Oggi dovrebbe esserci l’udienza di convalida del fermo da parte del giudice delle indagini preliminari del tribunale di Lanusei, Paola Murru. L’omicida sarà assistito durante l’interrogatorio dall’avvocato Pierluigi Concas, del foro di Cagliari.

Ieri, invece, in tarda serata, l’anatomopatologo Roberto Marcialis ha eseguito le autopsie sui corpi dei fratelli Caddori, disposte dal procuratore della Repubblica di Lanusei Biagio Mazzei. Bisognerà attendere oggi, quindi, per conoscere i primi risultati degli esami. Andrea e Roberto Caddori sono stati uccisi da Peppino Doa con quattro colpi di pistola, calibro 7,65. Due colpi a testa, al collo e al torace. L’anatomopatologo dovrà chiarire il quadro e individuare quali siano stati i colpi e le ferite letali. Intanto, secondo quando ricostruito dagli investigatori, è ormai certo che il movente che ha armato la mano del vecchio sia legato a un’eredità contesa. Peppino Doa temeva infatti che la sorella Maria, un’invalida di 91 anni, avesse deciso di lasciare in eredità tutti i suoi averi – una casa e un podere nelle campagne ogliastrine – ai tre fratelli Caddori (Andrea, Roberto e Bruna), che la accudivano ormai da diversi anni. Mercoledì pomeriggio l’uomo, furibondo, era andato a casa della sorella per cercare alcuni documenti notarili. Tra Peppino e Maria Doa è scoppiata una discussione, l’ennesima tra loro. All’improvviso Peppino ha estratto una pistola: prima ha sparato alcuni colpi in aria, poi, quando sono arrivati Andrea e Roberto Caddori, chiamati dalla sorella Bruna, la rabbia dell’uomo è esplosa e li ha uccisi a bruciapelo.
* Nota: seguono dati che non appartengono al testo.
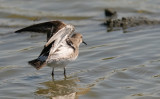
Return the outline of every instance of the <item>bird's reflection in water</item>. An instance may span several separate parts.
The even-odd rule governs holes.
[[[44,87],[36,90],[36,97],[46,97],[50,99],[78,99],[79,88],[76,84],[78,81],[78,78],[67,78],[65,80],[43,82],[41,84],[44,85]]]

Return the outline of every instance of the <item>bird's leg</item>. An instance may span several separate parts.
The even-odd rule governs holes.
[[[54,68],[52,69],[51,75],[52,75],[52,80],[54,80]]]
[[[64,78],[67,78],[66,77],[66,68],[64,67]]]

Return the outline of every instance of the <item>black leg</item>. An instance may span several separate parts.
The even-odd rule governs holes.
[[[52,75],[52,79],[54,79],[54,68],[52,69],[51,75]]]
[[[64,78],[67,78],[66,77],[66,68],[64,67]]]

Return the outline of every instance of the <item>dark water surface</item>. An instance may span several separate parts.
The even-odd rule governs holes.
[[[160,99],[160,26],[107,32],[104,9],[122,16],[160,20],[159,0],[0,0],[0,99]],[[13,33],[25,26],[61,20],[75,25],[87,46],[52,81],[49,67],[37,71],[46,34]]]

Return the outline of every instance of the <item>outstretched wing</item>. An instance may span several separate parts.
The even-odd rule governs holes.
[[[21,33],[21,32],[47,33],[47,41],[48,41],[50,37],[52,37],[52,35],[57,33],[60,29],[62,29],[65,26],[66,24],[64,24],[61,21],[49,21],[22,28],[20,30],[15,31],[15,33]]]

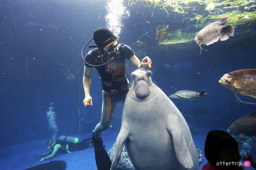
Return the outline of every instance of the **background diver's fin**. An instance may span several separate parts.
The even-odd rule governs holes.
[[[199,94],[199,97],[200,97],[201,96],[203,96],[205,94],[205,90],[204,90],[200,92],[200,93]]]

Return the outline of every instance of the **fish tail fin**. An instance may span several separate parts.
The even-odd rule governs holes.
[[[225,41],[229,39],[229,36],[232,37],[234,36],[234,29],[233,26],[231,24],[229,24],[223,27],[221,30],[221,33],[219,36],[221,41]]]
[[[216,22],[217,22],[218,24],[223,26],[225,24],[226,22],[227,22],[227,21],[229,20],[230,19],[230,18],[229,17],[226,17],[225,18],[224,18],[219,20],[218,20],[216,21]]]

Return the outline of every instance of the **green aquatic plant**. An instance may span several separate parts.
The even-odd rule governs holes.
[[[158,44],[167,45],[188,42],[194,41],[195,35],[194,33],[182,32],[180,29],[166,33],[165,38],[160,40]]]
[[[213,22],[228,16],[228,24],[234,26],[255,24],[256,0],[129,0],[129,5],[143,3],[154,14],[156,7],[168,15],[175,13],[183,16],[183,22],[190,23],[198,31]],[[164,26],[158,26],[156,39],[160,44],[167,45],[187,42],[193,41],[195,33],[170,32]],[[162,30],[161,29],[162,29]],[[239,33],[237,32],[237,33]]]

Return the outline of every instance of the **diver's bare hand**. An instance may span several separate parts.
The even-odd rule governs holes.
[[[93,100],[90,96],[86,96],[83,102],[85,107],[93,105]]]
[[[47,153],[45,153],[41,156],[42,157],[44,157],[46,155],[46,154]]]

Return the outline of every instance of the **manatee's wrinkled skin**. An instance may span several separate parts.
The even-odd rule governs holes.
[[[199,169],[187,124],[151,73],[142,69],[132,74],[111,169],[117,167],[124,144],[137,170]]]

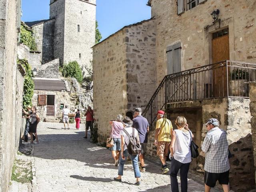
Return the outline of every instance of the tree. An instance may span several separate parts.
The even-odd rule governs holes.
[[[100,30],[98,28],[98,27],[99,26],[99,25],[98,24],[98,21],[96,21],[96,36],[95,36],[95,43],[97,44],[102,38],[102,36],[101,36],[101,33],[100,32]]]
[[[76,79],[79,83],[83,80],[83,75],[82,70],[76,61],[69,62],[68,64],[64,64],[62,70],[62,75],[64,77],[74,77]]]

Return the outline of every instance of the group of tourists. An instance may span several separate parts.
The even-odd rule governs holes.
[[[39,143],[38,138],[36,133],[37,124],[40,121],[39,114],[36,112],[36,107],[33,106],[32,108],[30,105],[27,106],[27,110],[23,109],[24,115],[22,118],[26,119],[26,123],[22,139],[25,142],[28,142],[28,134],[30,136],[30,144],[38,144]],[[36,142],[34,141],[36,140]]]
[[[68,129],[69,128],[69,115],[70,114],[70,110],[68,108],[68,106],[65,106],[65,108],[63,109],[62,111],[62,122],[64,124],[64,129],[66,129],[66,123],[68,124]],[[87,133],[89,128],[90,130],[90,137],[92,138],[92,135],[93,134],[93,123],[94,119],[93,117],[93,110],[90,106],[88,106],[87,110],[86,110],[84,116],[86,117],[86,122],[85,124],[85,136],[84,137],[84,138],[87,138]],[[80,128],[80,122],[81,121],[81,114],[80,114],[80,110],[78,109],[75,114],[75,120],[76,121],[76,128],[77,130],[78,130]]]
[[[128,112],[124,118],[119,114],[116,120],[109,122],[112,129],[107,143],[112,145],[110,149],[115,165],[118,166],[118,176],[114,178],[116,181],[122,182],[124,166],[129,157],[136,178],[135,184],[141,184],[140,172],[146,171],[144,154],[146,152],[149,125],[147,119],[142,116],[142,112],[141,108],[137,108],[134,114]],[[178,192],[177,177],[180,171],[181,191],[187,192],[194,135],[185,117],[177,117],[175,121],[177,128],[174,129],[171,121],[164,117],[164,111],[159,110],[156,114],[154,141],[156,153],[162,164],[162,173],[170,171],[172,191]],[[210,192],[218,181],[224,192],[229,192],[230,166],[226,134],[219,128],[219,122],[216,119],[210,119],[204,125],[208,131],[202,146],[202,150],[205,154],[205,191]],[[111,142],[110,138],[112,140]],[[170,169],[166,163],[167,157],[171,161]]]

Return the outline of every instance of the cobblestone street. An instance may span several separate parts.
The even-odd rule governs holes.
[[[125,166],[123,182],[114,181],[118,167],[110,151],[83,138],[84,124],[81,125],[77,131],[74,124],[66,130],[63,124],[38,124],[40,143],[33,145],[32,157],[33,192],[170,191],[169,175],[161,174],[161,167],[148,161],[140,186],[134,184],[131,163]],[[204,191],[204,186],[192,177],[188,191]]]

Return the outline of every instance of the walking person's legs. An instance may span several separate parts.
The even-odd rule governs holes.
[[[140,184],[140,172],[139,165],[138,164],[138,155],[131,155],[132,166],[133,167],[133,171],[134,172],[134,177],[136,178],[136,183],[135,184],[139,185]]]
[[[188,173],[190,163],[183,163],[180,167],[180,185],[181,192],[188,191]]]
[[[182,164],[182,163],[174,159],[173,159],[171,162],[171,171],[170,175],[171,178],[171,188],[172,192],[179,192],[177,175]]]

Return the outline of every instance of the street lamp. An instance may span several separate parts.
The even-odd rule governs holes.
[[[217,9],[216,10],[214,10],[211,13],[212,17],[214,20],[213,23],[214,23],[215,21],[218,19],[219,17],[219,14],[220,14],[220,10]]]
[[[34,68],[33,70],[33,75],[34,77],[35,77],[36,75],[36,74],[37,73],[37,70],[36,68]]]

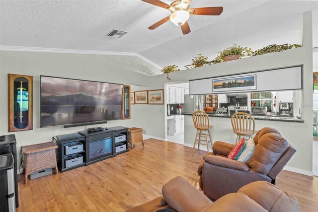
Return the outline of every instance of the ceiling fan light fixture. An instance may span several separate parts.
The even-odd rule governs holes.
[[[170,15],[170,20],[177,26],[181,26],[185,23],[189,17],[189,12],[181,9],[172,13]]]

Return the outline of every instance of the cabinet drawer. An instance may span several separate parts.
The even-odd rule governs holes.
[[[126,145],[123,143],[118,143],[116,145],[116,153],[118,153],[127,149]]]
[[[78,141],[68,143],[66,146],[64,146],[65,154],[70,155],[71,154],[82,152],[83,150],[83,144]]]
[[[75,154],[65,158],[65,168],[71,167],[83,163],[83,156],[80,154]]]
[[[118,143],[121,141],[124,141],[126,140],[126,135],[124,134],[119,133],[118,136],[115,137],[115,143]]]

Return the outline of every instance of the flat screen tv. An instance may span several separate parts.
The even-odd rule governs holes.
[[[121,117],[123,85],[41,76],[41,127]]]

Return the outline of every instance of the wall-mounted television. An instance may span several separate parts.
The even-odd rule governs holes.
[[[120,119],[123,85],[41,76],[40,127]]]

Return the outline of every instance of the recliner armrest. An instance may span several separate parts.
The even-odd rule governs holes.
[[[225,155],[227,156],[234,148],[234,144],[223,141],[215,141],[213,143],[212,150],[216,154]]]
[[[203,193],[182,177],[171,180],[161,191],[169,207],[177,212],[201,212],[212,204]]]
[[[228,158],[215,155],[205,155],[203,157],[204,161],[211,164],[222,166],[232,169],[248,172],[249,167],[244,163]]]

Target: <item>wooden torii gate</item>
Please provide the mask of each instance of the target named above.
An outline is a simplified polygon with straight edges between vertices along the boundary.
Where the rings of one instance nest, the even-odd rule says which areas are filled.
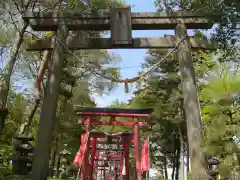
[[[99,11],[98,15],[82,15],[80,12],[30,12],[23,15],[35,31],[56,31],[56,36],[43,40],[33,40],[26,44],[28,51],[52,50],[51,67],[46,95],[40,115],[38,142],[33,160],[32,179],[47,178],[49,154],[52,142],[52,129],[56,116],[57,97],[62,76],[65,46],[78,49],[115,49],[115,48],[161,48],[169,49],[177,45],[177,57],[180,63],[184,108],[186,112],[190,157],[192,167],[202,166],[195,157],[202,157],[199,150],[202,139],[201,115],[196,90],[195,73],[191,50],[214,49],[206,39],[187,37],[187,29],[210,29],[219,18],[216,14],[194,12],[173,13],[131,13],[130,8]],[[160,38],[132,38],[132,30],[175,30],[175,36]],[[74,39],[68,37],[68,31],[111,31],[111,38]],[[196,138],[200,141],[192,141]],[[42,146],[44,144],[44,146]],[[195,156],[193,156],[195,154]]]
[[[84,155],[82,158],[81,166],[81,180],[84,180],[87,177],[88,180],[92,180],[93,172],[94,172],[94,159],[96,155],[96,151],[115,151],[119,152],[121,149],[97,149],[97,144],[118,144],[123,146],[123,153],[122,157],[120,157],[121,163],[125,163],[126,169],[126,180],[130,179],[129,174],[129,146],[133,143],[134,145],[134,157],[136,161],[136,180],[142,179],[141,174],[141,152],[140,152],[140,127],[149,126],[146,121],[140,120],[140,118],[149,118],[151,113],[153,112],[152,108],[148,109],[121,109],[121,108],[77,108],[77,114],[79,116],[86,116],[87,120],[83,123],[86,125],[86,133],[89,132],[89,140],[86,140],[86,149],[84,151]],[[97,121],[94,120],[96,116],[105,116],[109,117],[109,120],[102,120]],[[118,120],[119,117],[128,118],[127,122],[123,122]],[[93,125],[115,125],[115,126],[123,126],[123,127],[132,127],[133,133],[114,133],[114,134],[107,134],[103,132],[90,132],[91,126]],[[99,138],[107,138],[107,141],[100,141]],[[113,141],[114,139],[121,138],[121,141],[116,142]],[[91,157],[89,162],[89,152],[90,152],[90,143],[92,145],[91,148]],[[89,167],[90,164],[90,168]],[[123,165],[122,165],[123,167]],[[120,168],[121,169],[121,168]],[[120,175],[120,178],[122,176]]]

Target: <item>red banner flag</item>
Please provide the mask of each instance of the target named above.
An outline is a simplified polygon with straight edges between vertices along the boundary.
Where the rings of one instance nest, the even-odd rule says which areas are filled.
[[[149,148],[148,148],[148,138],[144,141],[141,156],[141,172],[146,172],[149,170]]]
[[[79,148],[79,151],[77,152],[75,158],[74,158],[74,163],[80,165],[80,162],[82,161],[83,158],[83,153],[85,150],[85,144],[87,143],[87,133],[81,134],[81,145]]]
Era da mesi che Peppino litigava con la sorella. Voleva che buttasse fuori di casa i fratelli Caddori, nipoti del marito di Maria Doa, morto sei anni fa. Il vecchio era anche convinto che i fratelli Caddori maltrattassero l’anziana donna e per questo l’altra sera si è precipitato a casa della sorella. Anche la moglie di Peppino Doa si era accorta che il marito, negli ultimi tempi, non stava più in sè. Quando mercoledì, verso le 15.30 del pomeriggio, l’uomo è uscito di casa per andare dalla sorella, la moglie lo ha seguito e ha cercato di calmarlo. Inutilmente. Ha solo potuto assistere alla tragedia.

Oggi, nella parrocchia di Arzana, dovrebbero essere celebrati i funerali dei due fratelli. Andrea, il più piccolo, lascia orfana una bimba di un anno. Il sindaco Marco Melis ha proclamato il lutto cittadino. (g.z.)